With the marine industry itself changing, not least through the deployment of novel automation technologies, re/insurance, despite the challenges ahead, is ideally placed to radically increase efficiency through the deployment of the right technologies to support the expertise of insurance professionals.

Driving decisions at sea and on land

The future of re/insurance, like every industry, will see greater use of data, but the key to its introduction is to cut through the jargon and make the business case for it.  Indeed, having access to data is only one facet of how Industry 5.0 will drive change. As important is the ability to extract useable information from seas of raw data.

Live vessel and weather data, as well as access to historical records, needs to be used to drive smarter decision-making.

As technology has marched forward it has brought in tow tools that can transform how decisions are made. But it has also brought jargon: big data, artificial intelligence, digital transformation, data science and more.

In an industry dedicated entirely to managing and mitigating risk, information is everything; and as technologies continue to develop the opportunities are endless: decisions can be made faster and smarter and drive efficiencies in business processes. However, insurance is fundamentally about responding to human activity and the key for the sector will be to humanise the technologies, ensuring that algorithms and datasets are there to support human decision making and, in the end, human actions. For re/insurers the first thing this means is developing the right pricing structure for policies based on accurate information capture and exploitation, thus supporting business profitability.
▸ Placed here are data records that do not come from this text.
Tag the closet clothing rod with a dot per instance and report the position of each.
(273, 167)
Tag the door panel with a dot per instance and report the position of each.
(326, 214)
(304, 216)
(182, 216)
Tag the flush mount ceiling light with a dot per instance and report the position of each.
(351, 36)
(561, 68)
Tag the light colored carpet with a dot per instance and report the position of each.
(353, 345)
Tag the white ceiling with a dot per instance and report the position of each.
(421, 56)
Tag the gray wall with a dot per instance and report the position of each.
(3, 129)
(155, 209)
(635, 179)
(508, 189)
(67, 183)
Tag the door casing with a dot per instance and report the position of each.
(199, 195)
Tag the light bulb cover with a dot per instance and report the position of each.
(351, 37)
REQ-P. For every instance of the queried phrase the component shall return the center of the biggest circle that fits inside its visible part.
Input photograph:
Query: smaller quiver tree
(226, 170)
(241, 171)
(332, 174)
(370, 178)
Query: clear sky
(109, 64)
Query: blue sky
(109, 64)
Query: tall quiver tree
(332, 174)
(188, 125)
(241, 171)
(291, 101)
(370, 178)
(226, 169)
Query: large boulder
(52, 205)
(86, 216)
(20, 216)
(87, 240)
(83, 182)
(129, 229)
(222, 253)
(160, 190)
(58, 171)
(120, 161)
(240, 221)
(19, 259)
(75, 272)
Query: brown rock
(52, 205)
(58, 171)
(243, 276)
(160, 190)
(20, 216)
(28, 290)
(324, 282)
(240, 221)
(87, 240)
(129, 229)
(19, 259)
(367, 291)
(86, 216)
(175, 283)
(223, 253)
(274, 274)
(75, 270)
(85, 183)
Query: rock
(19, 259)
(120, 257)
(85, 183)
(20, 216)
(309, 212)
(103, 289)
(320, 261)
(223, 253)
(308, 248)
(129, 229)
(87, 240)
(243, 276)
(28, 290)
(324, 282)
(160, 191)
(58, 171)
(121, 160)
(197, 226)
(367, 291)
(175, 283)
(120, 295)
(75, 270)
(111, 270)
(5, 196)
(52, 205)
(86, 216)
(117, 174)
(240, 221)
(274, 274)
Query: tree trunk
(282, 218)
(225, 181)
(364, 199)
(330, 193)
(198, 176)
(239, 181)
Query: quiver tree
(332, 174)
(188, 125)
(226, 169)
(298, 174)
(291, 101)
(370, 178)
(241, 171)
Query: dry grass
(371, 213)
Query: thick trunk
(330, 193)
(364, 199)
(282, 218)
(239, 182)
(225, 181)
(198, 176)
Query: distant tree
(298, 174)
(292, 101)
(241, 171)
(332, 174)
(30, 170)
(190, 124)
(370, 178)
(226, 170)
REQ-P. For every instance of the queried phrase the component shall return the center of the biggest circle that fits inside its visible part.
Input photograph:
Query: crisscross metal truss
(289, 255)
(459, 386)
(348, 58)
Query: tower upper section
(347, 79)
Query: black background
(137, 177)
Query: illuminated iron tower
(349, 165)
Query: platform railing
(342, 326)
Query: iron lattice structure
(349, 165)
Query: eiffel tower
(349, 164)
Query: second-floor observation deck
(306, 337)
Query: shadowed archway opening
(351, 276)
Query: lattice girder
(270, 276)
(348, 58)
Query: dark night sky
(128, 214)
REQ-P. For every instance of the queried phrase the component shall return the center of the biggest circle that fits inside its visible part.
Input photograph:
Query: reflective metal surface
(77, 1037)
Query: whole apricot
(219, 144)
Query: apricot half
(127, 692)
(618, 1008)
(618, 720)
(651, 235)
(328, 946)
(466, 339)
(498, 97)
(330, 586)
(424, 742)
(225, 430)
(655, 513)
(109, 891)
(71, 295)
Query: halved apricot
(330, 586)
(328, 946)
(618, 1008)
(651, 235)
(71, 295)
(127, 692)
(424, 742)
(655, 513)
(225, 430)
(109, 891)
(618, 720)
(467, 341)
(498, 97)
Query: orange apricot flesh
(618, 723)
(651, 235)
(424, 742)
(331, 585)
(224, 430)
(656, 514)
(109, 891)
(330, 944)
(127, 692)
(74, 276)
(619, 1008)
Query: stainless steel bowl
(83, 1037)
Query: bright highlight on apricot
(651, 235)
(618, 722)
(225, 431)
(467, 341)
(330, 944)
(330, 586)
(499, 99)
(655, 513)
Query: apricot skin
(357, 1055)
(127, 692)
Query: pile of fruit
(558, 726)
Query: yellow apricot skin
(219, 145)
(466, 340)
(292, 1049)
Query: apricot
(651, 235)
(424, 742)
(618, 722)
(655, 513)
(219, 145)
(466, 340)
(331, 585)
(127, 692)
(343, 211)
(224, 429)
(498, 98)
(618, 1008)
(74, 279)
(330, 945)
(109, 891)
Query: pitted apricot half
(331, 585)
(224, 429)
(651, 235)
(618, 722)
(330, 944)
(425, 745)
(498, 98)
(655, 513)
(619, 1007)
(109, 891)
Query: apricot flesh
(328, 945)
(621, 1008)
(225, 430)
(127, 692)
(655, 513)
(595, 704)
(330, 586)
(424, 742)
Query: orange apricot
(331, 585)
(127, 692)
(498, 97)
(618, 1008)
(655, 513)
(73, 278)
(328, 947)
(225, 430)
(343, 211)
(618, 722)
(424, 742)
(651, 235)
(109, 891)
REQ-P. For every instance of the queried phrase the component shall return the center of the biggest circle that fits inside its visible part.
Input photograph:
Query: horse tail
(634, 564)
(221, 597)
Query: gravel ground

Computational power meets human activity 

The bottom line is that new technologies are capable of transforming re/insurance: the last decade has seen not only a massive increase in computational power, but also an equally dramatic crash in the price of data storage. In both cases this is driven by a move to so-called ‘cloud’ infrastructure, where compute and storage can be leased rather than purchased as capital expenditure and, notably, spun up and down as required. This means that the computational requirements of even the most complex algorithm or largest dataset are now within the reach of any business.

As a result, data can be transformed into useful information, while artificial intelligence technologies such as predictive analytics, grounded in the right information, can be used to manage risk. Raw data alone solves nothing, but its transformation into human actionable information can drive a more responsive decision making process that lowers exposures while allowing re/insurers to continue to provide cover in a volatile environment.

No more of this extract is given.